Larrison's neighborhood of 250 homes is in police patrol District 3. The district has the most police service calls, the most traffic crashes and the most property crime, according to police statistics.
The district, which encompasses the city's retail hub, has shopping centers attracting anchor stores such as Home Depot, drawing 15,000 customers a week, police say. District 3 also includes four patrol areas south of Central Avenue with some of the highest violent crime.
Yet the police department assigns roughly 90 officers to patrol each district.
"There should be more officers in District 3 because there are more calls," said Officer Mark Deasaro, president of the Police Benevolent Association.

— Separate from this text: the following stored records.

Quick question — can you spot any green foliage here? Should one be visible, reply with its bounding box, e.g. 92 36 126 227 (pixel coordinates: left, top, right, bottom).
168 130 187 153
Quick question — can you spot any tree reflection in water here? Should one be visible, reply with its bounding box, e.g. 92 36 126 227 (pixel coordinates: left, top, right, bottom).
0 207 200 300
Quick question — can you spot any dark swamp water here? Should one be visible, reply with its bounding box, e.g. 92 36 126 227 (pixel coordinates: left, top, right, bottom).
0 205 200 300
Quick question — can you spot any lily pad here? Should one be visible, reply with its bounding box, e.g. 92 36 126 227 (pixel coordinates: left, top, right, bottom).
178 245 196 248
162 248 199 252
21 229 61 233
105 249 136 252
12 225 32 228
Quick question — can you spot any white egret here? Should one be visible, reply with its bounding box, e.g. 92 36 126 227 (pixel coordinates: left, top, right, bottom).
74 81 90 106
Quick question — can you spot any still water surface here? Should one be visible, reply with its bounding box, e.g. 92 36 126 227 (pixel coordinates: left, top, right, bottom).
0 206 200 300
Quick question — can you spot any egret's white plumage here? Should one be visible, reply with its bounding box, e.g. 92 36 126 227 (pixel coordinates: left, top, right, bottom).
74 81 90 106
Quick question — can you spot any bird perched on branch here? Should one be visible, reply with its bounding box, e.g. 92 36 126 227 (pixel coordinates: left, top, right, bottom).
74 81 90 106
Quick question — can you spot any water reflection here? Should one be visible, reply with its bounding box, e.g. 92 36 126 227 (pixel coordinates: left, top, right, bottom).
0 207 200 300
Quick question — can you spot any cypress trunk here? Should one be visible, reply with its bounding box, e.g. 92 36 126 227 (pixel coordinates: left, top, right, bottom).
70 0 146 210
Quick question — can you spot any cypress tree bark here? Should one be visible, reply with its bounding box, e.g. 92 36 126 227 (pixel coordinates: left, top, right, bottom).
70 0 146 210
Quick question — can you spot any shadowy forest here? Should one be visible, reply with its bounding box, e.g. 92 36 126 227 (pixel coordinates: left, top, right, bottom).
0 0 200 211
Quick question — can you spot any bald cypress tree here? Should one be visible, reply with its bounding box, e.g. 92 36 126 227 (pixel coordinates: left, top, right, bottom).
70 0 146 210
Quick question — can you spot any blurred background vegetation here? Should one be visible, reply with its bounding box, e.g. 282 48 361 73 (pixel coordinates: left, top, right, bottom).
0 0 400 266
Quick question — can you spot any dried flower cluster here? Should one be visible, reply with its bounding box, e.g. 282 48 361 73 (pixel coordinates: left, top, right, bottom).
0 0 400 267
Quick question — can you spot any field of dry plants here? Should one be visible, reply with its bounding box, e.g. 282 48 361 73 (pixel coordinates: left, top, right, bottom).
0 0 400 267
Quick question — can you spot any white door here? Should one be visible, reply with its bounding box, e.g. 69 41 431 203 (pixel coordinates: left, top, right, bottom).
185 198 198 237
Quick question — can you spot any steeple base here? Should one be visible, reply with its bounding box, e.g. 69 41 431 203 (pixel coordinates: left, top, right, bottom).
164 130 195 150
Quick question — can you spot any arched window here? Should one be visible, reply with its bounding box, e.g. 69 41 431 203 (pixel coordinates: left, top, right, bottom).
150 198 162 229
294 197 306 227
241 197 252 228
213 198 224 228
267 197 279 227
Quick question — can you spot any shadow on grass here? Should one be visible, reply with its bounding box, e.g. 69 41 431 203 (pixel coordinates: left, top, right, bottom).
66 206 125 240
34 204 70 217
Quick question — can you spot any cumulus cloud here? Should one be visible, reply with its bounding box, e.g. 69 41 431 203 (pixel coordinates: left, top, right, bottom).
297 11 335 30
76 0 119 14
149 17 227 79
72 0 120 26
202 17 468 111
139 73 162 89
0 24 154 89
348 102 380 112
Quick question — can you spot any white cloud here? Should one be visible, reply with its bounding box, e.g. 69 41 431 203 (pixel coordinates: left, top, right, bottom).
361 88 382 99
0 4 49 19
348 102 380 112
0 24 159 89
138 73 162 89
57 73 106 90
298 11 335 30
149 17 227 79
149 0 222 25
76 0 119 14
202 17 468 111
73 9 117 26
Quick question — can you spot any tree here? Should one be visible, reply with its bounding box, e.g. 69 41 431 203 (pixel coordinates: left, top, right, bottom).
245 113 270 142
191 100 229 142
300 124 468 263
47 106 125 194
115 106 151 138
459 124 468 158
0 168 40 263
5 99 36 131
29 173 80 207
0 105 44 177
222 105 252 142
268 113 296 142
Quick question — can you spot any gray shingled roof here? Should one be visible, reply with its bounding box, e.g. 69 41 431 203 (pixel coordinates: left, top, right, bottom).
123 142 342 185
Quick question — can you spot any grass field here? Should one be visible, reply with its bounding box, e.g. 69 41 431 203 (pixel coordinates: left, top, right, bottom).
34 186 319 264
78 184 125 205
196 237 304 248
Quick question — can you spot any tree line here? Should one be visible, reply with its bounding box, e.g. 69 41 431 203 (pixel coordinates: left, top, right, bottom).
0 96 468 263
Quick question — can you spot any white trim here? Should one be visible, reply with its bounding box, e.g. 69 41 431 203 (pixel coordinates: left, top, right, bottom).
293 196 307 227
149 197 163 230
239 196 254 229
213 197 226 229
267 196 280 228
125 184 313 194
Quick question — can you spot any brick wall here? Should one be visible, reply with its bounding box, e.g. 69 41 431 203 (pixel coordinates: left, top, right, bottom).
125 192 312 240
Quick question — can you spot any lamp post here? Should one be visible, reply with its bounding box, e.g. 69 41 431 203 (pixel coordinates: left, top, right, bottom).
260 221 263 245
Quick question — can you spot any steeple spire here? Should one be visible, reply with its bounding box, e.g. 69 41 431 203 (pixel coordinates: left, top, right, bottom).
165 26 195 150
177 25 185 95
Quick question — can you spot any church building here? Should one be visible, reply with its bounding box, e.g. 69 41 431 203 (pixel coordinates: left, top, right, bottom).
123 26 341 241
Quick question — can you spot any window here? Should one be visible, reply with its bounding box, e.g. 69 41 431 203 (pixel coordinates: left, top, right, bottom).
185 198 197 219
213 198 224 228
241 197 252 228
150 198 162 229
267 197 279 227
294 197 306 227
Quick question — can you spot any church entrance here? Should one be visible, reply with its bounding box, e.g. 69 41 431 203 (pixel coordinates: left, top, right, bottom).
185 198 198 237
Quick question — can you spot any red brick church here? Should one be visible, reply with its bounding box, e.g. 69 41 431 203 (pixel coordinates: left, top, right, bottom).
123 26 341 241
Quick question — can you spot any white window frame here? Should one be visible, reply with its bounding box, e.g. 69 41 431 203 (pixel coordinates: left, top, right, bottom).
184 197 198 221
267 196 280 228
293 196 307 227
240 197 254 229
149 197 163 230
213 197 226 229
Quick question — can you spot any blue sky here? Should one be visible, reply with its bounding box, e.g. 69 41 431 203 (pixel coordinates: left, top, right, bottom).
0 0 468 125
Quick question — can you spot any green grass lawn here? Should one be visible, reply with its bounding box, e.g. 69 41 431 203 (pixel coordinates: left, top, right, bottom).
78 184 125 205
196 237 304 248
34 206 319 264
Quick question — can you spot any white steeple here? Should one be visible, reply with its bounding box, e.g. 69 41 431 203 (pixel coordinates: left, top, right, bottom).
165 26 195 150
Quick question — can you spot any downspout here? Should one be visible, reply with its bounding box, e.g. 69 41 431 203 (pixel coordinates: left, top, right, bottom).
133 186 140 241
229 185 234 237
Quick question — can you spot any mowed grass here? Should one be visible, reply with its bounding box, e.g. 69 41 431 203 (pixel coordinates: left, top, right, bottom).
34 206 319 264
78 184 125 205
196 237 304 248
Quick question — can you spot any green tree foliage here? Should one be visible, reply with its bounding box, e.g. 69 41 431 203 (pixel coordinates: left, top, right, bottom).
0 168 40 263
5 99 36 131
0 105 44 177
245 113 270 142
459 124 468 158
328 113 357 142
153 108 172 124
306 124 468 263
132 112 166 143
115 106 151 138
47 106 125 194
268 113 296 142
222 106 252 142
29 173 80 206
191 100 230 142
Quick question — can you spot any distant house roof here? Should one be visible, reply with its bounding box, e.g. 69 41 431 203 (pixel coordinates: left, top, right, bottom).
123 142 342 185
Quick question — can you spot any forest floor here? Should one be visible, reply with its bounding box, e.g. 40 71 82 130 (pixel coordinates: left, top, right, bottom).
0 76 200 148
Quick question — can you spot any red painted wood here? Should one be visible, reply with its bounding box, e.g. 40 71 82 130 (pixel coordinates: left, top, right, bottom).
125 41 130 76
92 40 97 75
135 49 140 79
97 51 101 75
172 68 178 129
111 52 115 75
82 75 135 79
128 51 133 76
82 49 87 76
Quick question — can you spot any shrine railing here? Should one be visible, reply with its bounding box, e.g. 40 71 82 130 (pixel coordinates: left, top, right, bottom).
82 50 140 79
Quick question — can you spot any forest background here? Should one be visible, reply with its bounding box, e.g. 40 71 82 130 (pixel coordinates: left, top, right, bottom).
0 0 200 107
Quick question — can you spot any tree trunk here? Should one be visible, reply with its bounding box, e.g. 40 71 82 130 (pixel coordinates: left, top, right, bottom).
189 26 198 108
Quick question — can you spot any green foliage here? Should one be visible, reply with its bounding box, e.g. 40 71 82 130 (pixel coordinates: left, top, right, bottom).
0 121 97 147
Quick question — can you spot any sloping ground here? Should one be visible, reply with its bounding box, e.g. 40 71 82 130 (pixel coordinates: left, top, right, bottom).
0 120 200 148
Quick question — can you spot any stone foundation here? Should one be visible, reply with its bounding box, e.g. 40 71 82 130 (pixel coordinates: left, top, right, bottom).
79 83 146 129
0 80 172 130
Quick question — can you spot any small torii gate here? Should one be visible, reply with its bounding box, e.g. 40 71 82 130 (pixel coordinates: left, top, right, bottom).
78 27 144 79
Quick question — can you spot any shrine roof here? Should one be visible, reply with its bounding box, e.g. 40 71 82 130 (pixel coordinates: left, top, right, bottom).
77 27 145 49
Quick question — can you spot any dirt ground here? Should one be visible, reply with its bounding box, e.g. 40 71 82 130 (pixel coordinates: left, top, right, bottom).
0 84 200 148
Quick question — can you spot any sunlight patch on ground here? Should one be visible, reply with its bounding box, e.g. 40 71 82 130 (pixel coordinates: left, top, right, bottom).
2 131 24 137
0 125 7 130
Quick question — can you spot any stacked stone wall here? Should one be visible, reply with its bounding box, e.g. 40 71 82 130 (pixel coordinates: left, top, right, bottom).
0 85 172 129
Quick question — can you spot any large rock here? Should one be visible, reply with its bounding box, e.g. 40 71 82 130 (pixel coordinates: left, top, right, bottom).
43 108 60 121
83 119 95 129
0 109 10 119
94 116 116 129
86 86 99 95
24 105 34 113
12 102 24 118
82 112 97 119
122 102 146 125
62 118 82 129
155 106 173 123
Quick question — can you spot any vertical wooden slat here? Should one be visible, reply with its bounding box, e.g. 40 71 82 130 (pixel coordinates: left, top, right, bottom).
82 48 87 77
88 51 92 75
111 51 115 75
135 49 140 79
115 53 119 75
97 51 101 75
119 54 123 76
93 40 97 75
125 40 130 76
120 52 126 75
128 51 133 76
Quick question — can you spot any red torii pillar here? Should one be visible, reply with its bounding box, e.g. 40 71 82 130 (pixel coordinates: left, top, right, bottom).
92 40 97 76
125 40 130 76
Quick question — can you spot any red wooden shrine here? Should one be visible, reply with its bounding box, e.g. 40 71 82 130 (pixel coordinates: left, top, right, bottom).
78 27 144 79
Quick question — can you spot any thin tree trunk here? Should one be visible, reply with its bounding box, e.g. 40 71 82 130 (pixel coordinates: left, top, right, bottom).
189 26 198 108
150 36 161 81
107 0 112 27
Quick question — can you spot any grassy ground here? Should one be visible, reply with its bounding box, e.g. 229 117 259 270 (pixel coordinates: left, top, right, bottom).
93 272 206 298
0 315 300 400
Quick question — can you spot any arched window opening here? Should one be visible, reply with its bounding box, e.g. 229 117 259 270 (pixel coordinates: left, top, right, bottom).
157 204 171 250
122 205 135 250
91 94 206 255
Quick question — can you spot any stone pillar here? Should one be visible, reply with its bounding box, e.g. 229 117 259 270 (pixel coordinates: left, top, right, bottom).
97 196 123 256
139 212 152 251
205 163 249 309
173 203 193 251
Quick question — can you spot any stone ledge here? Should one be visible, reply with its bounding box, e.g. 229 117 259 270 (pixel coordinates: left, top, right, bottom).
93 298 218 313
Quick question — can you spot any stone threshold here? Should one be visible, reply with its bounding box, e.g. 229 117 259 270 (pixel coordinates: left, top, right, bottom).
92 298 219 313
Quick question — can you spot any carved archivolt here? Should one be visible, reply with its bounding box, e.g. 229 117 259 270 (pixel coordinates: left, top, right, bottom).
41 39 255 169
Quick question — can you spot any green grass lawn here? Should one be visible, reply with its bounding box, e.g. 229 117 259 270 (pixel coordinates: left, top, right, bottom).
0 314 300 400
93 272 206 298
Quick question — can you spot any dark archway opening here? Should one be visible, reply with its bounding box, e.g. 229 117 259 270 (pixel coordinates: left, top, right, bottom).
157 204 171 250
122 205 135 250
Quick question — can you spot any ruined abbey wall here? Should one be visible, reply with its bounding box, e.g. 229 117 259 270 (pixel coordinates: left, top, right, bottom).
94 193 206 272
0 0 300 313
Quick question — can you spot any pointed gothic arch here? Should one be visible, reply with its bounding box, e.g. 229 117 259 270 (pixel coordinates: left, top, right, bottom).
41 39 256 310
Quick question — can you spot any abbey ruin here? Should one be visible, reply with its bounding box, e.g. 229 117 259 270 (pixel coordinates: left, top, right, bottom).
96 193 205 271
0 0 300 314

Harmon is considering re-aligning the district boundaries to give some work to another district.
Meeting demands?
The police department predicts the population and officer workload will remain flat through 2006.
But city officials say downtown's housing boom will bring 8,000 to 10,000 new residents by 2010.
Estimates in 2002 put St. Petersburg's population at 250,354. That means there's two officers for every 1,000 people.
That's lower than the 3.3 average for same-size cities in St. Petersburg's nine-state region, according to the FBI's staffing data.
"We can expect that as there's an increase in population, the demand will go up," said David N. Ammons, a public administration expert at the University of North Carolina. "How much depends on the nature of the development. We ought to respond to what we believe will be the increase in call volume."
Ammons and criminologists say cities should analyze not only population but also calls for service, the crime rate and case closures to determine what level of staffing is appropriate and whether officers should be deployed differently.
Harmon does think the police-per-resident ratio should drive hiring. He said the department will monitor service calls and the crime rate. He will meet in January with his command staff to discuss staffing and police district workload.